I feel really tired, but then again, I did an hour ago when I went up to bed, yet boom, I lie down for a bit and I’m wide awake! So I really don’t trust my bodies ability to fall asleep without my sleep medication(Quetiapine) with this fact considered.

It is Sunday right now and the FGC(family group conference) review regarding my 2 youngest child is tomorrow morning. So I hope I am able to get a decent sleep tonight, with that being so soon.

I had even more stress thrown at me yesterday. I received a letter from IRD(inland revenue department) stating that they will be taking $17 per week out of my benefit for child support. I believe the reason this has all fallen on me, is because my older daughters Dad has become uncontactable. But that does not make it any less unfair. As we already struggle so much which money and this has just made things even harder.

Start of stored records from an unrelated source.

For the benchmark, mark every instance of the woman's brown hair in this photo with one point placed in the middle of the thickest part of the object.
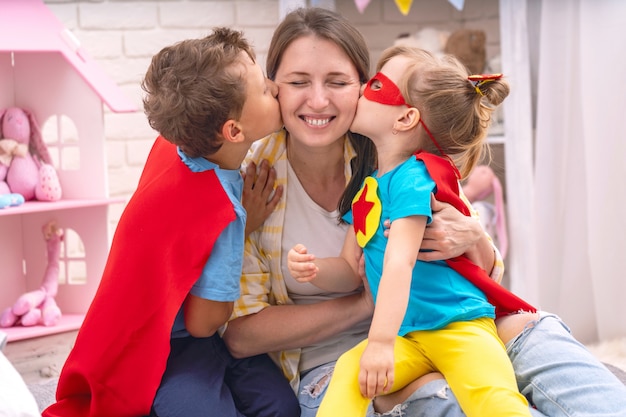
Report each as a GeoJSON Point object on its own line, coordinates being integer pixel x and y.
{"type": "Point", "coordinates": [331, 26]}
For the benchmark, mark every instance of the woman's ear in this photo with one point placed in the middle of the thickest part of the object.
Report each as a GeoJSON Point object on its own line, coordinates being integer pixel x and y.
{"type": "Point", "coordinates": [232, 132]}
{"type": "Point", "coordinates": [408, 120]}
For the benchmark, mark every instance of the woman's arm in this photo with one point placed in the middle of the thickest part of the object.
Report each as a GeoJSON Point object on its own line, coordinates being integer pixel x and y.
{"type": "Point", "coordinates": [333, 274]}
{"type": "Point", "coordinates": [452, 234]}
{"type": "Point", "coordinates": [284, 327]}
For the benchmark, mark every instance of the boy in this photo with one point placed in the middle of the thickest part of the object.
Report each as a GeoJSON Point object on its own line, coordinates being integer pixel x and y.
{"type": "Point", "coordinates": [148, 344]}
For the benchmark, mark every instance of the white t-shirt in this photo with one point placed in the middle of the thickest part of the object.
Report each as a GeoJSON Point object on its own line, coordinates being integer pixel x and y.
{"type": "Point", "coordinates": [319, 230]}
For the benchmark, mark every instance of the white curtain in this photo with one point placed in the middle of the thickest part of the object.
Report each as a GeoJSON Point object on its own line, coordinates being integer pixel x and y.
{"type": "Point", "coordinates": [580, 166]}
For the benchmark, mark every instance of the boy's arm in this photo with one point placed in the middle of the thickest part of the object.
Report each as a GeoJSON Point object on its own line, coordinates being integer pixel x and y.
{"type": "Point", "coordinates": [203, 317]}
{"type": "Point", "coordinates": [334, 274]}
{"type": "Point", "coordinates": [377, 362]}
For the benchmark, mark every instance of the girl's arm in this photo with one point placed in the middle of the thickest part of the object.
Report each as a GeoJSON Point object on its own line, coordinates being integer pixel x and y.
{"type": "Point", "coordinates": [334, 274]}
{"type": "Point", "coordinates": [377, 362]}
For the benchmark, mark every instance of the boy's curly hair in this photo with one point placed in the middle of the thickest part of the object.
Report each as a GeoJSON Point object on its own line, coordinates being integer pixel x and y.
{"type": "Point", "coordinates": [192, 88]}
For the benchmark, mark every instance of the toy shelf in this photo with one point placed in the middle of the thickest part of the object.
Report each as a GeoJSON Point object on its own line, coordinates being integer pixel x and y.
{"type": "Point", "coordinates": [67, 323]}
{"type": "Point", "coordinates": [45, 206]}
{"type": "Point", "coordinates": [49, 74]}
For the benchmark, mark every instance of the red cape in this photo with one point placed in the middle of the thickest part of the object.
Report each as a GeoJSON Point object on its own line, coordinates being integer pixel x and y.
{"type": "Point", "coordinates": [161, 244]}
{"type": "Point", "coordinates": [445, 175]}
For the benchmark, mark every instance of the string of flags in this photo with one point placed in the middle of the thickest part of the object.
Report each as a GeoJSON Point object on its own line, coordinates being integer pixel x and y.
{"type": "Point", "coordinates": [404, 5]}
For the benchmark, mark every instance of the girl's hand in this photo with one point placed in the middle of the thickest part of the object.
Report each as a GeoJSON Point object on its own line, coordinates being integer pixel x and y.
{"type": "Point", "coordinates": [300, 264]}
{"type": "Point", "coordinates": [376, 373]}
{"type": "Point", "coordinates": [259, 196]}
{"type": "Point", "coordinates": [450, 234]}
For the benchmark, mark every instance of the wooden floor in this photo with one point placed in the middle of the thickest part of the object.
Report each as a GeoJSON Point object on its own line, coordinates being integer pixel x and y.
{"type": "Point", "coordinates": [40, 359]}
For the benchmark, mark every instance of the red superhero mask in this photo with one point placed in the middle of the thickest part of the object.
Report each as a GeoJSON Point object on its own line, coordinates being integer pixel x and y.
{"type": "Point", "coordinates": [386, 92]}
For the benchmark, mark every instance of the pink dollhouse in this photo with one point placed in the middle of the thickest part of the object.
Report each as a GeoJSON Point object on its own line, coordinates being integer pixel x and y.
{"type": "Point", "coordinates": [44, 69]}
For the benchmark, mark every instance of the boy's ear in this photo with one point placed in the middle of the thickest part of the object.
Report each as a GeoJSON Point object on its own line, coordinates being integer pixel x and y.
{"type": "Point", "coordinates": [232, 132]}
{"type": "Point", "coordinates": [407, 120]}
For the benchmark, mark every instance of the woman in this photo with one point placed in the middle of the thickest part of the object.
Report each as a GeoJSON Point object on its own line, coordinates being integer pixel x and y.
{"type": "Point", "coordinates": [319, 62]}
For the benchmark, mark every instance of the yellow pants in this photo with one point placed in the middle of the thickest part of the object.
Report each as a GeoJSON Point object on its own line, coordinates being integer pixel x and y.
{"type": "Point", "coordinates": [470, 356]}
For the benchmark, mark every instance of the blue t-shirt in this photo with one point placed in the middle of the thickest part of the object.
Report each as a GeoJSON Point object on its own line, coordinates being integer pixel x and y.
{"type": "Point", "coordinates": [439, 295]}
{"type": "Point", "coordinates": [220, 276]}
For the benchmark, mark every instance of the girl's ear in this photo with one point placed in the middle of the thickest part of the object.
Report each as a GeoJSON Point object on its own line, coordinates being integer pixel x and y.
{"type": "Point", "coordinates": [232, 132]}
{"type": "Point", "coordinates": [407, 120]}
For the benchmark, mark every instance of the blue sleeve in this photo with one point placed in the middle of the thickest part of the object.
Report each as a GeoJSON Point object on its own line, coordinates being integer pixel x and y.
{"type": "Point", "coordinates": [220, 277]}
{"type": "Point", "coordinates": [410, 190]}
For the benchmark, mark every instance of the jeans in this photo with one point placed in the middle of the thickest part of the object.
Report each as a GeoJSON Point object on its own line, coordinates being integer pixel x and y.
{"type": "Point", "coordinates": [203, 379]}
{"type": "Point", "coordinates": [557, 374]}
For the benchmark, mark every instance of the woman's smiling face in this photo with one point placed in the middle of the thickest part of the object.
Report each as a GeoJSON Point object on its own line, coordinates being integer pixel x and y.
{"type": "Point", "coordinates": [318, 90]}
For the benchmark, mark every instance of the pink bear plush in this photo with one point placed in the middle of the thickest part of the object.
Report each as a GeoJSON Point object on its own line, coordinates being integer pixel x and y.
{"type": "Point", "coordinates": [481, 184]}
{"type": "Point", "coordinates": [25, 164]}
{"type": "Point", "coordinates": [39, 307]}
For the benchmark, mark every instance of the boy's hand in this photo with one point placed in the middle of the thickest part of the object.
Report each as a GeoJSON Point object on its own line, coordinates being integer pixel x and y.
{"type": "Point", "coordinates": [376, 373]}
{"type": "Point", "coordinates": [259, 196]}
{"type": "Point", "coordinates": [300, 264]}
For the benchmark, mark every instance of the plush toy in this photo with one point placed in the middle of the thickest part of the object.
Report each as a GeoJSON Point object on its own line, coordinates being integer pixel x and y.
{"type": "Point", "coordinates": [468, 45]}
{"type": "Point", "coordinates": [480, 185]}
{"type": "Point", "coordinates": [25, 164]}
{"type": "Point", "coordinates": [11, 200]}
{"type": "Point", "coordinates": [39, 307]}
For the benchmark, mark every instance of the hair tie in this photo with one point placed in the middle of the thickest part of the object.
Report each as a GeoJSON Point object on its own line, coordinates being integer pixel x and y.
{"type": "Point", "coordinates": [478, 80]}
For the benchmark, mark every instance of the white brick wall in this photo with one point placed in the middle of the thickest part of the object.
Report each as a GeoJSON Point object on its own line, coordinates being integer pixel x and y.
{"type": "Point", "coordinates": [122, 35]}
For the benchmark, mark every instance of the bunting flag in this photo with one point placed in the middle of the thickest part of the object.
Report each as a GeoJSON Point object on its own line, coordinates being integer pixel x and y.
{"type": "Point", "coordinates": [405, 5]}
{"type": "Point", "coordinates": [361, 5]}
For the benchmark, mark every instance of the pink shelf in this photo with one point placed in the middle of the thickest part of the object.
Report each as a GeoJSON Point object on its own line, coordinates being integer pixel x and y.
{"type": "Point", "coordinates": [68, 322]}
{"type": "Point", "coordinates": [41, 206]}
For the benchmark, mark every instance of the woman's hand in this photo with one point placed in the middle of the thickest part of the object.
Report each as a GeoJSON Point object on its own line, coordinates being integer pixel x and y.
{"type": "Point", "coordinates": [453, 234]}
{"type": "Point", "coordinates": [450, 234]}
{"type": "Point", "coordinates": [376, 370]}
{"type": "Point", "coordinates": [259, 196]}
{"type": "Point", "coordinates": [301, 264]}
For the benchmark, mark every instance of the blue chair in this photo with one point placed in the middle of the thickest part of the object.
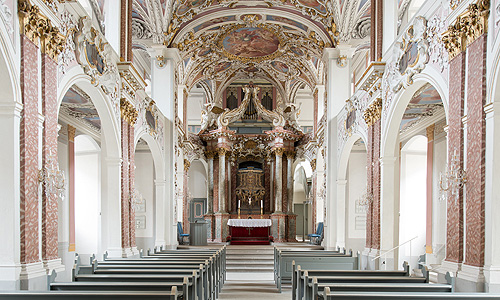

I am not impressed that today is already 1/2 over and my older daughters Granddad has not brought her over yet. As I have not seen her for 2 weeks. I feel it is quite selfish them taking her the majority of the weekends. As I am supposed to be able to see her every week and I am her mother after all and she is my 1st child and was my only child for 6 1/2 years.

I was thinking late last night … instead of sleeping as I should have been. And have considered these thoughts a couple of times in the past. That my mental health taking such a huge dive downhill directly after I had my son, was just not as simple as the fact the labour was so traumatic. I feel that happening was more of a trigger, that brought up a culminating of events and issues that were unresolved from my past. And that was what made me experience a whole new level of mental unwellness. This is part of why I feel such a need for actual one to one therapy. As, though I have done much of the work myself to get to where I am now with my mental health. It doesn’t truly fix things and work through any unresolved issues from the past.

I don’t know if I have ever talked about some of the events in my past that have been pretty horrible in themselves. These are some of the events. My Dad being killed in an accident, which involved him on his motorbike and a truck. This was when I was 2 1/2 years old and I have always grieved for the Dad I never really got to know. My Granddad(my Dad’s father) whom I was very close with, dying of a stroke when I was only 12. My aunty(my Mum’s sister) dying of cancer. And my cousin(my Mum’s sister, who died of cancers son) being murdered a few years back. And then, while I was pregnant with my 2nd daughter, we were robbed and the same week I found out I was pregnant with my 2nd daughter, my older daughters Dad had tried to commit suicide and nearly succeeded, so was in ICU for some time and my Mum had a heart attack. Thankfully she was ok too. Plus there is how many times I was raped in my teenage years. And when I was 7, on a school bus trip. The bus we were on hit a motorcyclist and he was quite badly injured.

So yeah, those traumas in the past, I felt, came to a head with the trauma of my labour with my son.

And while acknowledging all this is big. It still doesn’t resolve the issues.